Die ersten 150 Flüchtlinge kamen am Freitag auf dem Schwarzenberg an. Befristung? Da herrscht Skepsis

Harburg. Am Freitag haben die ersten 150 Flüchtlinge die neue Unterkunft der Zentralen Erstaufnahme (ZEA) auf dem Schwarzenberg bezogen. Innerhalb von nur drei Tagen war die Zweigstelle buchstäblich aus dem Boden gestampft worden. Im Minutentakt hatten Sattelschlepper insgesamt 90 Wohncontainer und zwölf weitere Container, unter anderem mit Sanitäranlagen, herangeschafft.

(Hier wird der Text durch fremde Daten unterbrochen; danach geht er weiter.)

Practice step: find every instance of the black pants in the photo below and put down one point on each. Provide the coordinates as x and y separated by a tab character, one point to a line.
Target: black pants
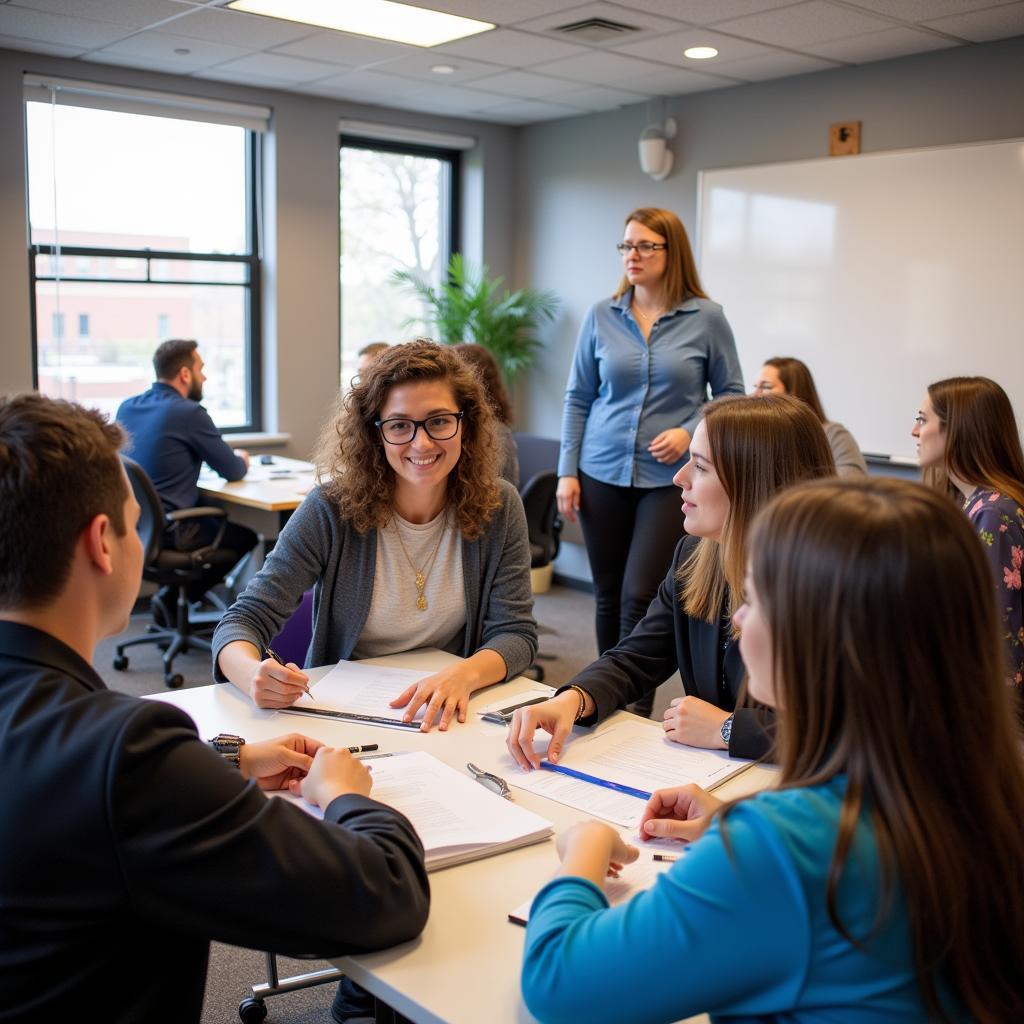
198	534
631	534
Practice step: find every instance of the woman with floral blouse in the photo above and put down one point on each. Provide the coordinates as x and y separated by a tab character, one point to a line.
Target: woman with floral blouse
968	443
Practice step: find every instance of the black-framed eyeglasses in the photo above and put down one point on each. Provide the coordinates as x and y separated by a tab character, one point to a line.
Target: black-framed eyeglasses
644	249
401	430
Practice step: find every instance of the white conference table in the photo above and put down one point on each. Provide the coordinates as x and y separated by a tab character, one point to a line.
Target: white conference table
464	968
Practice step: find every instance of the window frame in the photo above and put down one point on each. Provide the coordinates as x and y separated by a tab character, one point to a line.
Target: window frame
252	285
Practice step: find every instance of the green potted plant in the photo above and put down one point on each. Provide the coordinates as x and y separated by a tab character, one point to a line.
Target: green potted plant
468	306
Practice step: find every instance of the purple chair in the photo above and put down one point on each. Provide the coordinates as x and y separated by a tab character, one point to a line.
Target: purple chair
292	643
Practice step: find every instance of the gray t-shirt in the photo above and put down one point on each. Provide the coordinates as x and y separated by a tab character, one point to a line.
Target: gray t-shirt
395	622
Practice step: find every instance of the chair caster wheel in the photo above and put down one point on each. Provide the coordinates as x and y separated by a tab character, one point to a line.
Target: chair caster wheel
252	1011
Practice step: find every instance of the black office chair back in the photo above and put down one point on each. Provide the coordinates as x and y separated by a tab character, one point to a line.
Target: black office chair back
151	520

Zudem wurden vier Leichtbauhallen und mehrere Pavillons aufgestellt.

Weil die ZEA in der alten Post am Harburger Bahnhof seit Wochen überfüllt ist, stehen Innen- und Sozialbehörde unter gewaltigem Entscheidungsdruck. „Mitte der Woche hatten wir in den Einrichtungen der Zentralen Erstaufnahme insgesamt 2597 Flüchtlinge, und täglich werden es mehr. Zum Vergleich: Ende Dezember 2013 waren es noch 1040, am 1. September dieses Jahres 2191“, schilderte Johanna Westfalen, Leiterin des Hamburger Einwohnerzentralamtes, die dramatische Situation auf einer Informationsveranstaltung des Bezirksamtes am Mittwochabend in der Technischen Universität Hamburg-Harburg (TUHH).

Laut Westfalen soll der Aufenthaltsstatus von Asylbewerbern, eine Aufgabe des Bundes, eigentlich innerhalb von drei Monaten geklärt sein. Angesichts des anhaltenden Zustroms von Flüchtlingen sei dies aber längst nur noch graue Theorie. Nach vorsichtigen Schätzungen gehen Experten davon aus, dass Deutschland bis zum Jahresende 230.000 Menschen aufnehmen muss. Das ist die höchste Zahl seit 1993, als der Bürgerkrieg auf dem Balkan tobte. 2,25 Prozent der Flüchtlinge muss die Hansestadt unterbringen.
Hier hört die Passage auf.